🤖 AI Summary
This paper addresses the limitation of conventional spatiotemporal GARCH models in capturing asymmetric and instantaneous financial shock transmission across time, space, and network structures. To this end, we propose the first multidimensional spatiotemporal E-GARCH model—extending the E-GARCH framework to settings with spatial dependence—and explicitly modeling instantaneous, asymmetric cross-regional volatility spillovers. Methodologically, we incorporate a spatial weight matrix to characterize network topology, employ quasi-maximum likelihood estimation augmented by Monte Carlo simulation to ensure inferential reliability, and derive theoretical conditions for stationarity and moment existence. Empirical analysis reveals statistically significant directional asymmetry in instantaneous volatility spillovers among stock markets under distinct network configurations, uncovering the nonlinear spatial dynamics underlying financial risk propagation.
📝 Abstract
This paper introduces a spatiotemporal exponential generalised autoregressive conditional heteroscedasticity (spatiotemporal E-GARCH) model, extending traditional spatiotemporal GARCH models by incorporating asymmetric volatility spillovers, while also generalising the time-series E-GARCH model to a spatiotemporal setting with instantaneous, potentially asymmetric volatility spillovers across space.

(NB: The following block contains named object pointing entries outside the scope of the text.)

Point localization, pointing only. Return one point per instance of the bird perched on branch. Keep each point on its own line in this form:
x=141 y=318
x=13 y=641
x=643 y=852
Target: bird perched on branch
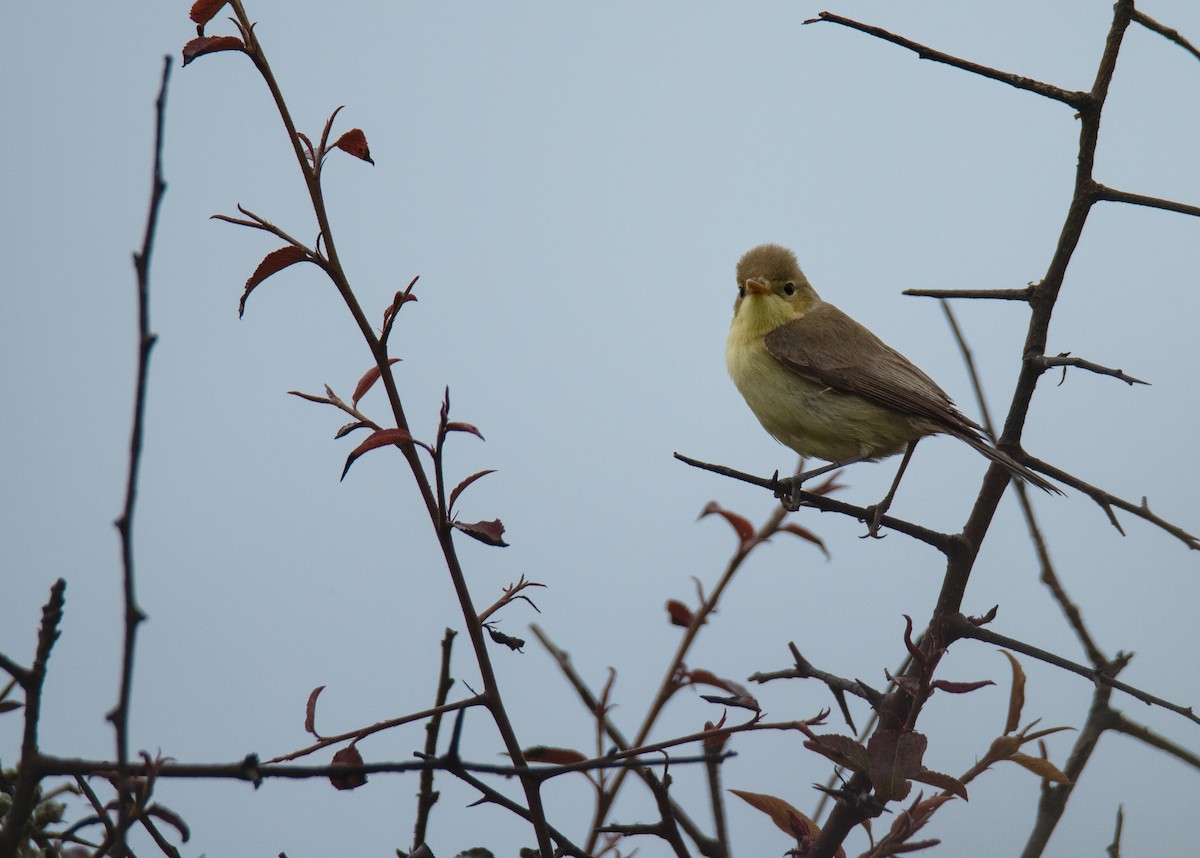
x=826 y=387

The model allows for both temporal and spatial dependencies in volatility dynamics, capturing how financial shocks propagate across time, space, and network structures. We establish the theoretical properties of the model, deriving stationarity conditions and moment existence results. For estimation, we propose a quasi-maximum likelihood (QML) estimator and assess its finite-sample performance through Monte Carlo simulations. Empirically, we apply the model to financial networks, specifically analysing volatility spillovers in stock markets. We compare different network structures and analyse asymmetric effects in instantaneous volatility interactions.